I have a simple entity set parent1 <- child -> parent2
and a need to use a cutoff dataframe. My target is the parent1
and it's accessible at any time of predictions. I want to specify a date
column only for the parent2
so that this time
information could be joined to the child
. It doesn't work this way and I get data leakage on the first level features from the parent1-child
entities. The only thing I can do is to duplicate the date
column to the child
too. Is it possible to normalize the child
avoiding the date
column?
Example. Imagine we have 3 entities. Box player information (parent1 with "name"), match information (parent2 with "country"), and their combination (child with "n_hits" in one specific match):
import featuretools as ft
import pandas as pd
players = pd.DataFrame({"player_id": [1, 2, 3], "player_name": ["Oleg", "Kirill", "Max"]})

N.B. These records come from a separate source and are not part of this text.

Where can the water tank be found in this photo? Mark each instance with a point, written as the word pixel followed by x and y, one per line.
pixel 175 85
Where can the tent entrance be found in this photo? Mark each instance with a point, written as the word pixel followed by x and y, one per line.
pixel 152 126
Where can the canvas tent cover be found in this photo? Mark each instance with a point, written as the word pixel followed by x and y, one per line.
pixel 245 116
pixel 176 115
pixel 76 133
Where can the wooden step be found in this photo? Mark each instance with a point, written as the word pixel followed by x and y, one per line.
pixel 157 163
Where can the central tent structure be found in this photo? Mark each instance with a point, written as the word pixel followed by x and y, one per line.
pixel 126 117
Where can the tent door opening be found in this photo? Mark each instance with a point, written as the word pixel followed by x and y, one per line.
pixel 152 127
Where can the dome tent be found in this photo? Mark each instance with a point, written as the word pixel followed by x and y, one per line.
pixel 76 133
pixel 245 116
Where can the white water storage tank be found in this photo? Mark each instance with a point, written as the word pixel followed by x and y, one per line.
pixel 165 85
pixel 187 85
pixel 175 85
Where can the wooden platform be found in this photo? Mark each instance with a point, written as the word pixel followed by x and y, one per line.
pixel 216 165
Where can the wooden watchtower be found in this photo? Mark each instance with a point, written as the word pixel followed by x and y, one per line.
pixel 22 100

player_stats = pd.DataFrame({
"match_player_id": [101, 102, 103, 104], "player_id": [1, 2, 1, 3],
"match_id": [11, 11, 12, 12], "n_hits": [20, 30, 40, 50]})
matches = pd.DataFrame({
"match_id": [11, 12], "match_date": pd.to_datetime(['2014-1-10', '2014-1-20']),
"country": ["Russia", "Germany"]})
es = ft.EntitySet()
es.entity_from_dataframe(
entity_id="players", dataframe=players,
index="player_id",
variable_types={"player_id": ft.variable_types.Categorical})
es = es.entity_from_dataframe(
entity_id="player_stats", dataframe=player_stats,
index="match_player_id",
variable_types={"match_player_id": ft.variable_types.Categorical,
"player_id": ft.variable_types.Categorical,
"match_id": ft.variable_types.Categorical})

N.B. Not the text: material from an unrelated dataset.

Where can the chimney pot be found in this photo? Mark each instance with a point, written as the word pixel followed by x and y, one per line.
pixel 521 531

es = es.entity_from_dataframe(
entity_id="matches", dataframe=matches,
index="match_id",
time_index="match_date",
variable_types={"match_id": ft.variable_types.Categorical})
es = es.add_relationship(ft.Relationship(es["players"]["player_id"],
es["player_stats"]["player_id"]))
es = es.add_relationship(ft.Relationship(es["matches"]["match_id"],
es["player_stats"]["match_id"]))
Here I want to use all available information that I have at the 15th January. So the only legal is the information for the first match, not for the second.

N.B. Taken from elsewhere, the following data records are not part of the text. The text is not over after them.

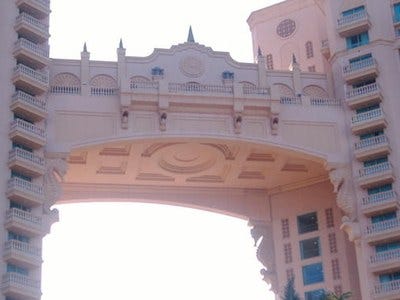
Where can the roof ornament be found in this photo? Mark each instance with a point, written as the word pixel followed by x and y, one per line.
pixel 190 38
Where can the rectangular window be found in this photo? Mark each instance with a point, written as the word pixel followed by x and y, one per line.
pixel 307 222
pixel 309 248
pixel 315 295
pixel 313 274
pixel 357 40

cutoff_df = pd.DataFrame({
"player_id":[1, 2, 3],
"match_date": pd.to_datetime(['2014-1-15', '2014-1-15', '2014-1-15'])})
fm, features = ft.dfs(entityset=es, target_entity='players', cutoff_time=cutoff_df,
cutoff_time_in_index=True, agg_primitives = ["mean"])
fm
I got
player_name MEAN(player_stats.n_hits)
player_id time
1 2014-01-15 Oleg 30
2 2014-01-15 Kirill 30
3 2014-01-15 Max 50
The only way I know to set up a proper match_date
to player_stats
is to join this information from matches
player_stats = pd.DataFrame({
"match_player_id": [101, 102, 103, 104], "player_id": [1, 2, 1, 3],
"match_id": [11, 11, 12, 12], "n_hits": [20, 30, 40, 50],
"match_date": pd.to_datetime(
['2014-1-10', '2014-1-10', '2014-1-20', '2014-1-20']) ## a result of join
})
...
es = es.entity_from_dataframe(
entity_id="player_stats", dataframe=player_stats,
index="match_player_id",
time_index="match_date", ## a change here too
variable_types={"match_player_id": ft.variable_types.Categorical,
"player_id": ft.variable_types.Categorical,
"match_id": ft.variable_types.Categorical})
And I get the expected result
player_name MEAN(player_stats.n_hits)
player_id time
1 2014-01-15 Oleg 20.0
2 2014-01-15 Kirill 30.0
3 2014-01-15 Max NaN
Featuretools is very conservative when it comes to the time index of an entity. We try not to infer a time index if it isn't provided. Therefore, you have to create the duplicate column as you suggest.